Es herrscht Verunsicherung und Verwirrung in- und außerhalb der deutschen Linken: Islamkritik, Islamophobie, antimuslimischer Rassismus – das sind die Schlagworte, mit welchen in den aktuellen Debatten um Sarrazin, Pro Deutschland, Die Freiheit oder dem Blog PI News ausgiebig hantiert wird. Und doch entsteht nicht der Eindruck, als hätten sich sonderlich viele der Diskutant_innen näher mit den verwendeten Begrifflichkeiten, geschweige denn mit deren Inhalten auseinander gesetzt. Im Folgenden möchten wir nun deshalb einen kurzen, einführenden Beitrag zur Debatte um die Begriffsverwendung auf der Demo gegen den Al Quds-Tag 2011und um die Unterscheidung zwischen Islamkritik und antimuslimischem Ressentiment leisten.

Zur (Er-)Klärung der Begrifflichkeiten

Derzeit kursieren im Wesentlichen drei verschiedene Alternativen, die versuchen das Phänomen Islam- bzw. Muslimenfeindschaft begrifflich zu fassen: Islamophobie, antimuslimischer Rassismus und antimuslimisches Ressentiment.

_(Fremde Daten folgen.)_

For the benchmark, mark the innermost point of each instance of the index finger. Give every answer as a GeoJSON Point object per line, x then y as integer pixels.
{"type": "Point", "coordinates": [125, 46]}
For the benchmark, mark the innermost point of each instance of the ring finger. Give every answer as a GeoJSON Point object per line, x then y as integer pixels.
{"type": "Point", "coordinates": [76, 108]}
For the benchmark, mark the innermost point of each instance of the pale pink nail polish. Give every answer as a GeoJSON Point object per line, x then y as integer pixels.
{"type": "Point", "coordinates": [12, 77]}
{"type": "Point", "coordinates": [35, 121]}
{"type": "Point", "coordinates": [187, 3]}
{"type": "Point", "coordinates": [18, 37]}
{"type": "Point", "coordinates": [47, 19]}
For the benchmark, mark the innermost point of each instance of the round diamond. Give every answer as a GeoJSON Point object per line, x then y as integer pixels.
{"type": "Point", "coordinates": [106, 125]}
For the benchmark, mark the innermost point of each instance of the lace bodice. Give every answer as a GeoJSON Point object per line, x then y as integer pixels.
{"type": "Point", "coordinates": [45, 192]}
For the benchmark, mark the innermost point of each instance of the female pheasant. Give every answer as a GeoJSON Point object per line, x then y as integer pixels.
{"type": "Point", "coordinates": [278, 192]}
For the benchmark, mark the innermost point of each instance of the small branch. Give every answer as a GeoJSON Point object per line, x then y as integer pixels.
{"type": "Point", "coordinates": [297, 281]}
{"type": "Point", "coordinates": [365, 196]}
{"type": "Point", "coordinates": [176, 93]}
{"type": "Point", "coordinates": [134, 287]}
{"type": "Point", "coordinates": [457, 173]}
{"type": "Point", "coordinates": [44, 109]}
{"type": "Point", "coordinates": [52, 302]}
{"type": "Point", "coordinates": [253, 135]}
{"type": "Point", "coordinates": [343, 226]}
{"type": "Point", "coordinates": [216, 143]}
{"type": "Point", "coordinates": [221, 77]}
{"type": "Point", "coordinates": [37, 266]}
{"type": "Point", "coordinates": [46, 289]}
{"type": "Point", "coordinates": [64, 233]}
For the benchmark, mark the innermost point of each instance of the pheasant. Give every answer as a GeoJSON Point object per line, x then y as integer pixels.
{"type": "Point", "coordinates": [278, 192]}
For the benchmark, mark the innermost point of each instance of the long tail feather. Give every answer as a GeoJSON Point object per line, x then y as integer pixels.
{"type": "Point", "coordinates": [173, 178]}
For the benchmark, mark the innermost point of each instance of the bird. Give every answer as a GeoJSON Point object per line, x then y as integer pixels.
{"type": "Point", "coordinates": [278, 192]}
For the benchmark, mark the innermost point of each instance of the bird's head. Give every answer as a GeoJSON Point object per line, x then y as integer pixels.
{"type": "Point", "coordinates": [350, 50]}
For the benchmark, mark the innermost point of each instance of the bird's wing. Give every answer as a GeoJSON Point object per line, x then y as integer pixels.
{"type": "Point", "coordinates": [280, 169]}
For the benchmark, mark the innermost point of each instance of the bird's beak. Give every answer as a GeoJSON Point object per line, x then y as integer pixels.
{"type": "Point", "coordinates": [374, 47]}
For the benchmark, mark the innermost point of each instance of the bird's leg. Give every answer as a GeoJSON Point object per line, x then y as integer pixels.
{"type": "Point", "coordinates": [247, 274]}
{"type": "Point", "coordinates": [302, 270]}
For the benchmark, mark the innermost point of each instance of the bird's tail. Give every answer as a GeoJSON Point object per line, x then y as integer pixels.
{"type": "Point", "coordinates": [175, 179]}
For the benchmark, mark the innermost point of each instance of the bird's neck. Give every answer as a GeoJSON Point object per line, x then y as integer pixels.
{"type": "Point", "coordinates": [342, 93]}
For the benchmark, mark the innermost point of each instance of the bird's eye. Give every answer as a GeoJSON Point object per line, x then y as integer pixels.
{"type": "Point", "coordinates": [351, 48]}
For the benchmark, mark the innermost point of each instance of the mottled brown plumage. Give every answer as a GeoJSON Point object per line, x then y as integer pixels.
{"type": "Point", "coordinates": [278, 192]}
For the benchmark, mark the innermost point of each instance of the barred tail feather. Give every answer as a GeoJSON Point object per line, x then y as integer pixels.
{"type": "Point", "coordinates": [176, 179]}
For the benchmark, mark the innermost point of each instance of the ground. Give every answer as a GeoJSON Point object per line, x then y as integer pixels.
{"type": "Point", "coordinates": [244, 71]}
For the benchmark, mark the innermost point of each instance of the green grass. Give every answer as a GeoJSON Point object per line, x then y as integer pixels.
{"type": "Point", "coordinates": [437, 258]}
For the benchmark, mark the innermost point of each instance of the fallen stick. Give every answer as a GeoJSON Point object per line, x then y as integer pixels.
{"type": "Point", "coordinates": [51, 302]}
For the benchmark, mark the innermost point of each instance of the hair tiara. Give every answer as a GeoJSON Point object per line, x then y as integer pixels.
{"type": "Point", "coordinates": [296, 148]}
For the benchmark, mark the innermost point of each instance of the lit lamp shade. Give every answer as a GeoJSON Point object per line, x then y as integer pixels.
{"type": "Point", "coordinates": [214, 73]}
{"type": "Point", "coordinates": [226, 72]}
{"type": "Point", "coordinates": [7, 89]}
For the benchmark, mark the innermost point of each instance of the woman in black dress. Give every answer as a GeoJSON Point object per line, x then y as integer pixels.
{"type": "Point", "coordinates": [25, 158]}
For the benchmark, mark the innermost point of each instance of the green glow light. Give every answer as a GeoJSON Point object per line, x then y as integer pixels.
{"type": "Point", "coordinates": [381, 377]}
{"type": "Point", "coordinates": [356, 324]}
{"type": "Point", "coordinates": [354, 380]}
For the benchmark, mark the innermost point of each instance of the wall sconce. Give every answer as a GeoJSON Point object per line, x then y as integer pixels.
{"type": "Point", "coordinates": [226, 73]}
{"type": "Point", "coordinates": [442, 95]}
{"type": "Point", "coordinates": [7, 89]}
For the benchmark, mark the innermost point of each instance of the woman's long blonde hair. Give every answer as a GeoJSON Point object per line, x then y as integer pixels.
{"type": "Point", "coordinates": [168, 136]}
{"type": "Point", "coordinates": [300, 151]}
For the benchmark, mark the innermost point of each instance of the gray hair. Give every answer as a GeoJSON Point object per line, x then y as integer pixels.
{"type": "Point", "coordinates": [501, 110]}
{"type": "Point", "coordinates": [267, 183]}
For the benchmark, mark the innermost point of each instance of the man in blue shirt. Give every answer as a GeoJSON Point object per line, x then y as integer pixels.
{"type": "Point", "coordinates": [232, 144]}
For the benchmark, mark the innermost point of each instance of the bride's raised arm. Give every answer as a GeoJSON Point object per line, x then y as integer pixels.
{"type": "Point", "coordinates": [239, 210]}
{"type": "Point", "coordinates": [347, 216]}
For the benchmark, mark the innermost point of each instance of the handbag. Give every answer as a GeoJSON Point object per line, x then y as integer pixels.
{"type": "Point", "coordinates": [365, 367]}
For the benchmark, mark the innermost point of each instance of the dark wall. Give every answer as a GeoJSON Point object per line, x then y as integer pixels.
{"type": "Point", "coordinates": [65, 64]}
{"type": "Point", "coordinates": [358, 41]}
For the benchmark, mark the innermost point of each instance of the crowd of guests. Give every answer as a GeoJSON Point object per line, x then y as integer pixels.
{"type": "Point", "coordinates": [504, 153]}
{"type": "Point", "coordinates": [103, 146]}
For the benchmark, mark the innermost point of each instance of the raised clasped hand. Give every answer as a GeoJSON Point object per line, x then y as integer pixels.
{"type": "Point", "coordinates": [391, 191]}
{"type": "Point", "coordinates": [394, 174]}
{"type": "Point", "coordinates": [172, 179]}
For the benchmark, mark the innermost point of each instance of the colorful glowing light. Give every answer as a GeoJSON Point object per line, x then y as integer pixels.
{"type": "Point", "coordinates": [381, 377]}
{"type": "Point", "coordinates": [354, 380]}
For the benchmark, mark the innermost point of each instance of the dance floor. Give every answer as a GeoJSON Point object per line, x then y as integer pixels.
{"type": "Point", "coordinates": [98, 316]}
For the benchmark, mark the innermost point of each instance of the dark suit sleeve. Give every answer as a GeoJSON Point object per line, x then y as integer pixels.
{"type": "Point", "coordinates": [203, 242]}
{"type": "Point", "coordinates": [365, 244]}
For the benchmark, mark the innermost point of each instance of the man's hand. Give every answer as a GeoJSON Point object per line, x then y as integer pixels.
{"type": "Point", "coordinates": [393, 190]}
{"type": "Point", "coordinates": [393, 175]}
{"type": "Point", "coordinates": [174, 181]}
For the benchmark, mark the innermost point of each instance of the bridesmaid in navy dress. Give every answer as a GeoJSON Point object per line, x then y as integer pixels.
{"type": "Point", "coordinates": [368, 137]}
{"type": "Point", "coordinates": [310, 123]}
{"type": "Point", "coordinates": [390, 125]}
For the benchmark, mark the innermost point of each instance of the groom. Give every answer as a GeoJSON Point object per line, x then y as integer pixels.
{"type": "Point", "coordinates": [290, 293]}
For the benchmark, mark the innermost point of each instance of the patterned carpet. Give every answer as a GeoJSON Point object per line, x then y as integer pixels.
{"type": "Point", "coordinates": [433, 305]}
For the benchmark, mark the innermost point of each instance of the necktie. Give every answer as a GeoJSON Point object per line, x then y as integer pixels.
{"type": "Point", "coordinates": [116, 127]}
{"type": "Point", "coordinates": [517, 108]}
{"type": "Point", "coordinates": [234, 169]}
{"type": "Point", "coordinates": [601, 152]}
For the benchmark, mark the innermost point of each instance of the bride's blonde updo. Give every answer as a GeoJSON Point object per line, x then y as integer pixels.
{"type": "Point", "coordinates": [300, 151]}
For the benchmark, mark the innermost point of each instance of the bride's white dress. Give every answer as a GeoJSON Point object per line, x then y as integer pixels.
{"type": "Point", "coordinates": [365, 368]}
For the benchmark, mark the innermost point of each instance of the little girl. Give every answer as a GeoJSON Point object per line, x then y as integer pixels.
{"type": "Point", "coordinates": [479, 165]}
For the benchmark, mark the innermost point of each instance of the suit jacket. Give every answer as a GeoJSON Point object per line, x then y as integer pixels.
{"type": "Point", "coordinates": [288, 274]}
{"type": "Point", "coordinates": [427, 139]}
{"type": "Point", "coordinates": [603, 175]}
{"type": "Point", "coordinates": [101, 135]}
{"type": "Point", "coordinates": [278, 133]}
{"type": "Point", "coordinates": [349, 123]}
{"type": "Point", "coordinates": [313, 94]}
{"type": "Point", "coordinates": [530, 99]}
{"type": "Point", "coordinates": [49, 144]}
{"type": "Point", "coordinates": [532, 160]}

Weshalb wir uns für die Verwendung von letzterer, also dem antimuslimischen Ressentiment, entschieden haben, möchten wir kurz einleitend und aufgrund des hier begrenzten zeitlichen Rahmens zwangsläufig unvollständig darlegen:
Der Ausdruck Islamophobie wurde begriffsgeschichtlich bereits sehr früh für ideologische Zwecke vereinnahmt. Schon in den 1970ern verkam der Begriff im Iran zum Instrument islamischer Mullahs und Fundamentalisten. Er wurde benutzt, um innerislamische Kritik zu diskreditieren oder Verhalten zu diffamieren, das von den offiziellen Lehren und religiösen Vorgaben abwich.
Und auch heute noch wird er in der Praxis v.a. als politischer Kampfbegriff genutzt. Meist wird dabei nicht versucht real-existierende Ressentiments zu benennen, sondern sie mit tatsächlicher und somit legitimer Kritik an Islam und Islamismus gleichzusetzen. Beobachtet werden kann diese Verwendung dabei in verschiedenen Sphären: innerhalb der radikalen und nicht so radikalen Linken. In der internationalen Politik, bspw. innerhalb von OIC- oder UN-Resolutionen. Aber auch in gesellschaftlich-medialen Diskursen, die bishin in wissenschaftliche Bereiche vordringen – so bspw. in Person von Dr. Sabine Schiffer, deren vorgebliche Kritik an sogenannter Islamophobie schon längst purer Islam-Apologetik gewichen ist. Wer sich sachlich mit antimuslimischen Ressentiments auseinander setzen und ernsthafte Debatten darüber führen möchte, sollte sich also allein aufgrund der vorbelasteten Begriffsgeschichte und -verwendung nach Alternativen zum Ausdruck „Islamophobie“ umsehen.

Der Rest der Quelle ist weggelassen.